俺は無限に創られるエネルギーに体を対応させる薬を飲まなければ
数時間で体が動かなくなる欠点があった。残りの奴らも何らかの欠点があるのだろう。
イデア機関搭載完成体α-01-、それが俺を表す唯一の名前だった。
「ついたぞ。」
「そうかい。
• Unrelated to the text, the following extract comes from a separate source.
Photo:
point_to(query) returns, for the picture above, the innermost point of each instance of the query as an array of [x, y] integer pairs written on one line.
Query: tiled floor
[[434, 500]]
」
言葉を交わして、荷物を持って降りる。
といっても着替えぐらいしか無いのだが。
右目を使ってこの建物の内部をスキャンし、目的地にマーカーをおく。
すると脳内にそこまでの道のりが表示された。
そのとおりに道を通る。
そうして、執務室についた。
ドアノブに手をかけ、中に入る。
大きめのデスク以外と本棚くらいしか置いていない部屋。
そのデスクに寄りかかるように女性が寝ていた。
薄紅色の和服の女性。
毛布もかけずに寝ているせいか、たまに表情が崩れる。
ベッドと毛布を錬成し、そこに寝かせる。
ベッドといってもかなり簡単な作りのものだ。
複雑なもの程形成と維持が難しい、銃や剣は幼い頃から触れていたので
無意識に創れる程だが、ベッドや毛布に品質を求めようにもんなものは知らない。
さて、そんなこんなで寝かせてから、デスクの上の書類に目を通す。
着任宣言....とやらが必要らしい。
どうすればいいのやら....書類には秘書艦がやってくれると書いてある為わからない。
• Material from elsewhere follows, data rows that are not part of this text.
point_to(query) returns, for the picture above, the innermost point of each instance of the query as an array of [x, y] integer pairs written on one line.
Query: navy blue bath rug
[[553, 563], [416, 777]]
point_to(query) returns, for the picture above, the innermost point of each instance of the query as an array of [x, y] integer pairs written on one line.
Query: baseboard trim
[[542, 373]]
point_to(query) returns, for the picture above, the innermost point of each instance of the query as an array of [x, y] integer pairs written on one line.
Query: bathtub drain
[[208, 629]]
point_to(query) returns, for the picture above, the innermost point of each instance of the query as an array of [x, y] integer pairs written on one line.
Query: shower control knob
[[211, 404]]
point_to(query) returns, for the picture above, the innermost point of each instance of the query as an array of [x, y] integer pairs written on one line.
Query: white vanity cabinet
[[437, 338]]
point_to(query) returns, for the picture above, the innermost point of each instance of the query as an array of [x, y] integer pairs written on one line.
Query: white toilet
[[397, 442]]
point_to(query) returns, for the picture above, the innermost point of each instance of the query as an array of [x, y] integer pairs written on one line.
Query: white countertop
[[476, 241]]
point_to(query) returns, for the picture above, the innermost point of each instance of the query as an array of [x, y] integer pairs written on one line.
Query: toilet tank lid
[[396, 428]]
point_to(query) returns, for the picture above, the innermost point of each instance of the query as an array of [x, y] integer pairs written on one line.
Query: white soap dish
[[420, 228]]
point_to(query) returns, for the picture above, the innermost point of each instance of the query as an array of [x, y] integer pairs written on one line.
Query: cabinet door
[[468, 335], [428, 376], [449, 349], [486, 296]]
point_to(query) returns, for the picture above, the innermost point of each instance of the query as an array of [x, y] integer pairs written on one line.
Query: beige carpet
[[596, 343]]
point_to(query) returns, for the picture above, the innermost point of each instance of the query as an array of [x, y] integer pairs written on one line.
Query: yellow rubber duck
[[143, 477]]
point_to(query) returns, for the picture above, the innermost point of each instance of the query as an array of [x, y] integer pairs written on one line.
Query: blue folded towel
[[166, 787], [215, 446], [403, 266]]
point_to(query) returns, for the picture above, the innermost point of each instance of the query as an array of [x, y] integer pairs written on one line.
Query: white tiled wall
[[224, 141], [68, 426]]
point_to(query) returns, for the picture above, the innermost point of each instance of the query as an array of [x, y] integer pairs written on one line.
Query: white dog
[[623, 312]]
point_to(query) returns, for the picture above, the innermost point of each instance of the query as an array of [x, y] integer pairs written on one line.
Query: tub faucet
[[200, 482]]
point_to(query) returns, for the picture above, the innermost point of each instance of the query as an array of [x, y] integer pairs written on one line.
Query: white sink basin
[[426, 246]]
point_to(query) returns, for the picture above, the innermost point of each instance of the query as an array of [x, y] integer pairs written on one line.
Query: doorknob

「起こす...いや、睡眠妨害だけは嫌だ面倒くさい。」
βだってぐっすり寝てるのを起こされた時怒ったし。
01である俺を始めに完成体は対応した数字とギリシャ文字の名前になる。
簡単にいうと弟妹みたいなものだ。俺が長男。βが長女みたいな。
っていかんいかん話が逸れた。
とりあえず本棚の本でも読むか、と本棚を覗く。
ふむ、エロ本しかねぇ.....
てなわけで携帯を取り出して、アドレスを選択。
出た相手は.....
「よう、δ。」
《今の私は四花よ、で、何かしら。》
「話し相手が欲しい、暇だ。」
《.....それσじゃ駄目っぽい?》
「ぽい?」
《いえ、何でもないわ、忘れて。》
少し気になったがまぁいいや。と考えを放棄してから
お互いの近況を話しあった。
お互い軍事関係らしく、いつか会えるんじゃないか、と話しながら。
少しだけこの先が楽しみになった。
「うぅ....ん、あれ?」
「ん?起きたか。」
「う......う?あ、あぁあ!」
一瞬で青ざめる和服の女性。
そうしてあわあわとし始めた。
「どどどどうしましょう殿方の前でこのような失態ををををを」
「とりあえず着任宣言したいんだけど....落ち着けって。」
「でも.....あぅぁぅ.....」
「ほら、深呼吸、吸って、吐いて。」
深呼吸をして、やっと落ち着いたのだろう。
頭を下げてきた。
「取り乱してしまい申し訳御座いません。」
「いや、いい。それよりも着任宣言を頼みたいんだけど。」
「あぁ、はい、わかりました。」
そういいどこから取り出したのかマイクを持った。
そして、スピーカーから声が流れる。